A Lagos, 15.000 tonnes de déchets sont produits tous les jours. Les pouvoirs publics n’en récoltent que 40 %. C’est là que Wecyclers intervient. Via un système de SMS (puisque tout le monde ne dispose pas d’un smartphone), les habitants reçoivent 10 points par kilo de bouteilles en plastique collectées dans leur quartier. Le plastique récolté est recyclé en fibres pour matelas. De leur côté, avec les points accumulés, les participants peuvent s’acheter des produits ménagers ou de la nourriture. Ils peuvent aussi thésauriser les points obtenus pendant plusieurs mois sur leur compte Wecyclers, si bien que le système fait également office de compte en banque alternatif. La start-up compte 17.000 abonnés, a créé 200 emplois en sept ans d’activité, est parvenue à attirer des partenaires comme Unilever et Coca-Cola et investit dans un modèle de franchise et le développement logiciel pour étendre son système de collecte à l’ensemble de la métropole nigériane.

” Il est fondamental que la population comprenne qu’elle détient les clés de son propre développement économique, explique Philippe De Backer, ministre de l’Agenda numérique.
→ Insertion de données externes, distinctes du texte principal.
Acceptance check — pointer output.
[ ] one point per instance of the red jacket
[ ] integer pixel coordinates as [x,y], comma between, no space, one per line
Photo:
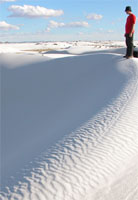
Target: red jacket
[131,19]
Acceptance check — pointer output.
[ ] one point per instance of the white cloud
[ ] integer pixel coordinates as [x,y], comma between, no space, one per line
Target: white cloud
[5,26]
[33,11]
[54,24]
[94,16]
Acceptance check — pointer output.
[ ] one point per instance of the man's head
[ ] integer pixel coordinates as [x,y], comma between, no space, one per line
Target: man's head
[128,10]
C’en est fini de la dépendance passée. Aujourd’hui, il s’agit de promouvoir l’entrepreneuriat, de trouver des solutions et de créer de l’emploi. Le secteur privé a pris les choses en main. Les objectifs clairs de la Tony Elumelu Foundation me fascinent : former autant de gens et créer autant d’emplois. Je pense que beaucoup commencent à comprendre l’ambition et l’innovation que l’on peut trouver ici. “

Via Don Bosco et la “blockchain”

La blockchain n’est autre qu’un registre numérique permettant de supprimer quantité de maillons intermédiaires dans une chaîne logistique et de prévenir la fraude. L’ONG belge Via Don Bosco a perç u les avantages qu’elle pouvait en tirer.

” Les deux questions les plus récurrentes dans la coopération au développement portent, d’une part, sur les coûts et, d’autre part, sur l’utilisation de l’argent “, explique Filip Lammens, directeur de Via Don Bosco. L’ONG soutient des institutions scolaires ainsi que des initiatives de mise à l’emploi destinées aux jeunes en Afrique et en Amérique latine. Bien qu’elle n’emploie pas d’informaticien, Via Don Bosco a noué un partenariat avec la société louvaniste SettleMint, spécialisée dans la blockchain, comme composante du programme Digital for Development (DforD). Ce programme octroie des subventions dans le cadre de partenariats entre des ONG et des start-up. ” Nous recourons à la blockchain pour éliminer les risques de fraude au sein du système, poursuit Filip Lammens. SettleMint a développé un chatbot (un logiciel intelligent capable de poser des questions comme le ferait un humain, Ndlr) grâce auquel des gens sur le terrain en Afrique peuvent introduire leurs notes de frais via leur smartphone. Les donateurs savent ainsi précisément où va leur argent. Le système est transparent et écarte tout risque de fraude. Sans compter qu’il représente un beau gain de temps puisque 40 % de notre temps est consacré à la surveillance financière de l’administration. ” Matthew Van Niekerk, cofondateur et CEO de SettleMint, d’ajouter : ” Les dépenses sont enregistrées et ensuite mutuellement validées. Cela signifie qu’aucune école ou organisation ne peut faire passer des dépenses en catimini dans le système. Le délai de traitement est raccourci et Via Don Bosco a une vue immédiate sur les dépenses. Avant, il fallait attendre le mois d’août pour que Filip puisse se pencher sur les dépenses de janvier. ”

397 milliards de dollars

Le PIB du Nigeria en 2018, ce qui en fait la plus grosse économie d’Afrique.